Guests around the table were posed the questions: “Who are you, why do you work the way you do and what do you want to do with the rest of your life?”
Catrin Rowlands – who had been surprised by the serious nature of others’ responses in spite of a long, well-lubricated day – said that if she had the chance, she would work with street children in Latin America.
Rowlands was (and is) personal assistant to Philip Marsden, then deputy chief executive of Whitehead Mann. The next summer, Marsden parted company with the executive search company and took time off before launching Ridgeway Partners (Mudlark, June 8 2004/January 21 2005). So Rowlands also found herself with a career break.
“Faced with time off, I felt that I had to rise to my own challenge,” Rowlands recalled on Wednesday. After investigating volunteer groups, she chose to work through i-to-i, an 11-year-old organisation based in Leeds.
Volunteers with i-to-i pay to take part – the money goes for training, among other things. She raised £9,000 from contacts and by September of last year she was off to Costa Rica.
At 34, Rowlands was older and more experienced than the gap year students who provide the main source for i-to-i volunteers, although she was not unique. About a third of volunteers are taking a career break.

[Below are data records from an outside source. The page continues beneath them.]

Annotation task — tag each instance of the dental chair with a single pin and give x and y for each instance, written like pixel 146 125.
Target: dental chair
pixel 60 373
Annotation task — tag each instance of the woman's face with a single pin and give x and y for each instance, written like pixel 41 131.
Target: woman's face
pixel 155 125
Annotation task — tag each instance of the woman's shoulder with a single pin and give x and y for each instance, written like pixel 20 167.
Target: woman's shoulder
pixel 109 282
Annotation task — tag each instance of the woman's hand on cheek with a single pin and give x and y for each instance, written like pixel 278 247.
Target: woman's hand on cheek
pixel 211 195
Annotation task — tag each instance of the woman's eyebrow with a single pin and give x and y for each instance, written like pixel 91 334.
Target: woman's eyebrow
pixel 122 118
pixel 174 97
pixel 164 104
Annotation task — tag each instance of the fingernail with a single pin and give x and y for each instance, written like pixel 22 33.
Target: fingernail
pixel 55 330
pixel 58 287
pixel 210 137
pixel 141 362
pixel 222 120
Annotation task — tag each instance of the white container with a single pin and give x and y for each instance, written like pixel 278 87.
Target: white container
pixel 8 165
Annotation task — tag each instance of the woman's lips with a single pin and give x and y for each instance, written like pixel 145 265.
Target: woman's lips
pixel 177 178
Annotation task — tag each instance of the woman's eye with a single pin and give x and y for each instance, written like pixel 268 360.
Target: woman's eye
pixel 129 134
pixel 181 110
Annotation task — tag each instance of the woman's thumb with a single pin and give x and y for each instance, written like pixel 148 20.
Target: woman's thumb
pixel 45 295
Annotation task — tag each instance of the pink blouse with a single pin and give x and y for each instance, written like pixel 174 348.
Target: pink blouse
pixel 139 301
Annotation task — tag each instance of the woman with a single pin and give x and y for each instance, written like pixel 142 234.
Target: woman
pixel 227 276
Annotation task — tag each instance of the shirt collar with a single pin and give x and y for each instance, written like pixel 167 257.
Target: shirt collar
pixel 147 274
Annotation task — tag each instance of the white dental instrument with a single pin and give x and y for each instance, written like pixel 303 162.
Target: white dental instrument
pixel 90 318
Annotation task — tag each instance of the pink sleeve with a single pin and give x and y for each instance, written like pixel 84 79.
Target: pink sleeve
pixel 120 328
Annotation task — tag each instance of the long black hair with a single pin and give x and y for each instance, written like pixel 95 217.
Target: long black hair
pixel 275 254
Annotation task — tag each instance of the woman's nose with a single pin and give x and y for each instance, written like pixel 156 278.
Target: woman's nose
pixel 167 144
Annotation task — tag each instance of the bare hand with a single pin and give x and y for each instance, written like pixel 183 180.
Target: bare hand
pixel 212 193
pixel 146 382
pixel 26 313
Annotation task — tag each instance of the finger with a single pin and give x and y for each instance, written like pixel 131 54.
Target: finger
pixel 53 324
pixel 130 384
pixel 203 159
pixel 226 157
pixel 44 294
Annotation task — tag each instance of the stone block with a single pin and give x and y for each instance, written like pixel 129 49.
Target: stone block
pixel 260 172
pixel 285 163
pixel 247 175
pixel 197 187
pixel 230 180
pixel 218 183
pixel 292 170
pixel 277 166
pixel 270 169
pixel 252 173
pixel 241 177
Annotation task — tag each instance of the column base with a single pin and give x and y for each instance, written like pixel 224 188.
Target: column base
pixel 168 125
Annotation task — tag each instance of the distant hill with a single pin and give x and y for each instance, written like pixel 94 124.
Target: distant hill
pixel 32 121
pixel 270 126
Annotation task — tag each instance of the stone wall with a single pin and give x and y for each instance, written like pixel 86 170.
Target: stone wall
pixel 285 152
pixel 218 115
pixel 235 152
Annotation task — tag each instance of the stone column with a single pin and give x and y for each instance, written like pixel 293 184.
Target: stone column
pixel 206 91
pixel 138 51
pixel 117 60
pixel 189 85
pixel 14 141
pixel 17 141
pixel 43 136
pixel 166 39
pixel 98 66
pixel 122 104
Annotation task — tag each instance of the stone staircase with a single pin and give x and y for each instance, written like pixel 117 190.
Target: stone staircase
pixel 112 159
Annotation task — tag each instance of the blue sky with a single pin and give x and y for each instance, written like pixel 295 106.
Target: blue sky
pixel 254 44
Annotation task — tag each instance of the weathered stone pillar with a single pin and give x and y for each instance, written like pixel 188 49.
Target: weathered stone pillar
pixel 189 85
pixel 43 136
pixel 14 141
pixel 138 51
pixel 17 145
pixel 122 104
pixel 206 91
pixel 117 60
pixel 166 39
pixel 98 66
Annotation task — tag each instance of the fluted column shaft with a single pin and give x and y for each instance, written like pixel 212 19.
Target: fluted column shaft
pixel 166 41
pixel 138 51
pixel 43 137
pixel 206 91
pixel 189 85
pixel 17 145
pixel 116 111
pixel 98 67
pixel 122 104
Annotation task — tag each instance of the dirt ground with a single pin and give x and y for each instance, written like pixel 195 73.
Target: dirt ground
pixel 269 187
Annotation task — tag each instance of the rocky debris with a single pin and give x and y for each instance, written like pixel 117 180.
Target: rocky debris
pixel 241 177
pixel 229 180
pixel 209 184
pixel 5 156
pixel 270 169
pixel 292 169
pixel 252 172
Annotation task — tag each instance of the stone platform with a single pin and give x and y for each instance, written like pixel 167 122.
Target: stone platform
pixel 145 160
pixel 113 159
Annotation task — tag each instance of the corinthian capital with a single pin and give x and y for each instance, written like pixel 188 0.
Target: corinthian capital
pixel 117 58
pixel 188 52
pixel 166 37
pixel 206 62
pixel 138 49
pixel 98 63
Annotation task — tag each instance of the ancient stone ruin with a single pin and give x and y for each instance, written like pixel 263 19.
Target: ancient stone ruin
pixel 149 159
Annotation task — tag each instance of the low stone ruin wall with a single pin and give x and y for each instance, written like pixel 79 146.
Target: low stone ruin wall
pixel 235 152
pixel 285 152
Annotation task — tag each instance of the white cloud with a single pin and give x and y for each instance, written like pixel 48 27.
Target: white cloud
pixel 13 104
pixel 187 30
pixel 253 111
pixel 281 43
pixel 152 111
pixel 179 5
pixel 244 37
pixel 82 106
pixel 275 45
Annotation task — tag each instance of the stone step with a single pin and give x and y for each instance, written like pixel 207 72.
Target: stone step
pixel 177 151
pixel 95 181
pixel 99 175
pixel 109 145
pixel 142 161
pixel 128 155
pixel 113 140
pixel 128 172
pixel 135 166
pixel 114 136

She was also different because of her fluency in Spanish and Catalan, with a degree in Hispanic Studies, four years of work in Barcelona for Clifford Chance and several backpacking trips to Latin America under her belt.
This enabled her to be placed in an adoption home in a village near the town of Palmares. She helped to care for 16 children, from infants to 12 years old.
She remembers, above all, the children’s unselfishness. One eight-year-old girl, given £1.50 for her first communion, wanted to buy gifts for all of the others.
Rowlands ate beans and rice for every meal and lived with a family who had built a rough timber room at the side of their house to provide accommodation for the i-to-i volunteer. After the July 7 London bombs, Rowlands’ mobile rang. Her “family” in Costa Rica had borrowed a phone card to call her from the village’s only public call box, just to make sure she was all right. www.i-to-i.com
Simon Robertson, the investment banker who retired this week as president of Goldman Sachs Europe, has a brother called Jamie, who is a hotelier of note in Cornwall.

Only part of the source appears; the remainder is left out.